Petty politics from Georgia GOP

Over the decades, the Georgia General Assembly -- the House, the Senate or both -- has approved goodness knows how many ceremonial resolutions praising a person or group, celebrating an event, designating state symbols and otherwise using the legislative process to have a little fun and to score political points. The process is not limited to Georgia and other states. The Congressional Record contains many examples of federal legislators doing the same thing. Sometimes, though, the time-honored practice turns nasty. It did in Atlanta on Monday.

That's when the GOP-controlled House soundly rejected a ceremonial resolution by Democratic Rep. Keisha Waites, of Atlanta, to honor Young Democrats at the University of Georgia for registering voters and volunteering on political campaigns. The resolution also praised the Lambda Alliance and Ally Outreach, which support gay rights. The former sponsors National Coming Out Day and a semiannual drag show. That caught legislators' attention.

Generally, ceremonial resolutions such as Waites' are unanimously passed in batches with no debate and little or no scrutiny by legislators. Not this time. Republicans, led by House Majority Leader Larry O'Neal, noticed its content, pulled it from the batch and called for a vote on it alone. It was defeated 104-32.

O'Neal said he opposed the bill because of its political content, not because it praised groups supportive of gay rights. That's doublespeak at its worst. Republicans, admit it or not, torpedoed Waites' bill because it praised Democrats and members and supporters of the gay community. Claims to the contrary are bogus.

O'Neal is a member of a state party that opposes gay rights. Each of the Georgia GOP's top candidates for governor in 2010, for example, vigorously proclaimed opposition to gay marriage. The party's dismal record on gay issues is powerful testimony to its lack of inclusiveness.

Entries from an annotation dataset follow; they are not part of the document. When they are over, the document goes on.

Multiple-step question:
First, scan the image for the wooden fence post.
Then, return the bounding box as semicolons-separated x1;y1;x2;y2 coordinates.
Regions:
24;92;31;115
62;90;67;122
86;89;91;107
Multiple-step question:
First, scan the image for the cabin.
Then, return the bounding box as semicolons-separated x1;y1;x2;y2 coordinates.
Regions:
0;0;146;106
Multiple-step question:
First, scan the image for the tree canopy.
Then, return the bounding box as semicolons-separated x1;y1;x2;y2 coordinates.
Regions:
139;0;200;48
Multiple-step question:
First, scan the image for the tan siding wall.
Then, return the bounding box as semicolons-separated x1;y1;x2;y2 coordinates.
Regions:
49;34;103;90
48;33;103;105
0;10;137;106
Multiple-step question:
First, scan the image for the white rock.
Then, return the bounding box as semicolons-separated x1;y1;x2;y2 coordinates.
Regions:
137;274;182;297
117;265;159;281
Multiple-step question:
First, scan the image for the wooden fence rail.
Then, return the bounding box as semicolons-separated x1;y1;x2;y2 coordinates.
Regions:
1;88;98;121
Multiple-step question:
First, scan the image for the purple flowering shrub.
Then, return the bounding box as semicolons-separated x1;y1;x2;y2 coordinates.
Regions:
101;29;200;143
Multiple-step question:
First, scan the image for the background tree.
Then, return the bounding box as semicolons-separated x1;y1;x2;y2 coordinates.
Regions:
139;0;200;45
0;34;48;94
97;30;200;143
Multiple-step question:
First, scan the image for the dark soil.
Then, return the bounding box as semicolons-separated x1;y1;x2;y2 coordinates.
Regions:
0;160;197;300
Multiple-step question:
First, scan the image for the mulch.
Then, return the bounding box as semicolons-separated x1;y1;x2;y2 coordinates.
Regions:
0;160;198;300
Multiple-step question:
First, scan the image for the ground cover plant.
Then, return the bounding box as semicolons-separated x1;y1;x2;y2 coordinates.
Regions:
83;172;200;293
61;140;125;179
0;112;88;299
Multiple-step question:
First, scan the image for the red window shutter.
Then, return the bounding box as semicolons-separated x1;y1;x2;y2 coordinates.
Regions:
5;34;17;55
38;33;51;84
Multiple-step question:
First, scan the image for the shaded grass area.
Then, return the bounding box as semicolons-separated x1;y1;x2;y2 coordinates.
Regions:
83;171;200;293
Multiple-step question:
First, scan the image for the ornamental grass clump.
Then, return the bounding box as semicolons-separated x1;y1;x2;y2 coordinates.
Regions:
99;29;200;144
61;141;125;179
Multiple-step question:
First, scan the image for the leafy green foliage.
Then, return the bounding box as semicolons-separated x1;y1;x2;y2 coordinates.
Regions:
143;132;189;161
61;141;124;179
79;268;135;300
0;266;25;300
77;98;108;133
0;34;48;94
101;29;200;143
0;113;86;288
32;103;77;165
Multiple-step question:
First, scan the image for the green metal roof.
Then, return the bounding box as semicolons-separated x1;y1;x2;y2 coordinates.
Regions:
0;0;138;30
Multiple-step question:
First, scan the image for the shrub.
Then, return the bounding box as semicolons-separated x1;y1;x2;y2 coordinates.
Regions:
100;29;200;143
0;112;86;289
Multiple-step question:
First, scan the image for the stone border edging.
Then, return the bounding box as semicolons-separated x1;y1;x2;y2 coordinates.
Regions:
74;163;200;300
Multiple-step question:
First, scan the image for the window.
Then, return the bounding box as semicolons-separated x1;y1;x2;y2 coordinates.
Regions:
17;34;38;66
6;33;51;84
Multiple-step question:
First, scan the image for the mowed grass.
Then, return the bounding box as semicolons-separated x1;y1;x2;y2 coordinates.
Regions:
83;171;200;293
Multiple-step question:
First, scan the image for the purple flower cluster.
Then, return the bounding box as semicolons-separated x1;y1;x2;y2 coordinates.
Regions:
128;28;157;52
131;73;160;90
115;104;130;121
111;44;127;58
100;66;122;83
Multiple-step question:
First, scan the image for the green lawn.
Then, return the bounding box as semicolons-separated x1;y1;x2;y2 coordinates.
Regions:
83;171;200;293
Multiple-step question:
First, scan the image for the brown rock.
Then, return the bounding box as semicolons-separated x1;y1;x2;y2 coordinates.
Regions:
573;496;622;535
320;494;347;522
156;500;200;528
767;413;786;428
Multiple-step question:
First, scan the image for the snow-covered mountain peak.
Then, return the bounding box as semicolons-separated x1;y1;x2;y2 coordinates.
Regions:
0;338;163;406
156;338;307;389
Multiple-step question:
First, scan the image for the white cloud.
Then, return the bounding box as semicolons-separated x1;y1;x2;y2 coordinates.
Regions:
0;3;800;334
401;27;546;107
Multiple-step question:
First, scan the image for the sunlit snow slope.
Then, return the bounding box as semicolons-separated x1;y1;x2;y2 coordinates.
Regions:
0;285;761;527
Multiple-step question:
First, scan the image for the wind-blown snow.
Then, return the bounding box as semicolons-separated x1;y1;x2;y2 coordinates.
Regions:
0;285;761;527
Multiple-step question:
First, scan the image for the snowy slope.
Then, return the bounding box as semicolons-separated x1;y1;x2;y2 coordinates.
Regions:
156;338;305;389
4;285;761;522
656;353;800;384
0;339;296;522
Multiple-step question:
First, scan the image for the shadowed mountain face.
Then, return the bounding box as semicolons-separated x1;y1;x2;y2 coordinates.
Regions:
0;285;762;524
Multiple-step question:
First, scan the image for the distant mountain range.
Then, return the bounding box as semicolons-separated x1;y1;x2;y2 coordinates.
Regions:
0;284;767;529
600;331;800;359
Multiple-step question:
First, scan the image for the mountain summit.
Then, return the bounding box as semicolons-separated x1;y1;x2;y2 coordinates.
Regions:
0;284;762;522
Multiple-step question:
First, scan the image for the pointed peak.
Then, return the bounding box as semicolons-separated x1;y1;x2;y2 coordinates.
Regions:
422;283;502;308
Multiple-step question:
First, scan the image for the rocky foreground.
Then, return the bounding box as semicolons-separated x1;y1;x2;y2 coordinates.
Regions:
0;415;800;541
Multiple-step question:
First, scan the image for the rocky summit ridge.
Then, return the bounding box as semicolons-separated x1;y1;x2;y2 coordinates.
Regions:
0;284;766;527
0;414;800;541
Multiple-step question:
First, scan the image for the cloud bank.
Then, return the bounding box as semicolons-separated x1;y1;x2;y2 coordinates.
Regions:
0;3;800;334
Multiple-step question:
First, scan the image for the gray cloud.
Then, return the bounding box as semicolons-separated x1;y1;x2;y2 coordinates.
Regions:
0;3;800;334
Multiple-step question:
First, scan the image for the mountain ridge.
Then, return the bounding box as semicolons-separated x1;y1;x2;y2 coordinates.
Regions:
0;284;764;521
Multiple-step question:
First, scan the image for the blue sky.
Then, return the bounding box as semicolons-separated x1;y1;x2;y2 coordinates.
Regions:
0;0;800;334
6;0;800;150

If members of the legislature can approve resolutions as it has done recently to praise a middle school art class, a student who raised money for charity and a county choir, without resorting to political or social analysis, it can honor the work of collegians who voluntarily engage in the important work of getting out the vote. If legislators can take valuable time to pass essentially meaningless resolutions designating a state beef cook off ("Shoot the Bull") and a state pork cook off ("Slosheye Trail Big Pig Jig"), they should willingly support a resolution to honor collegians courageous enough to stand up for an oft-persecuted minority.

Principle and fairness, though, don't seem to matter to most members of the GOP-controlled Georgia House. The petty vindictiveness displayed Monday by the partisan majority there reflects biases that debase those who hold them and that ill-serve the constituents and state they purport to serve.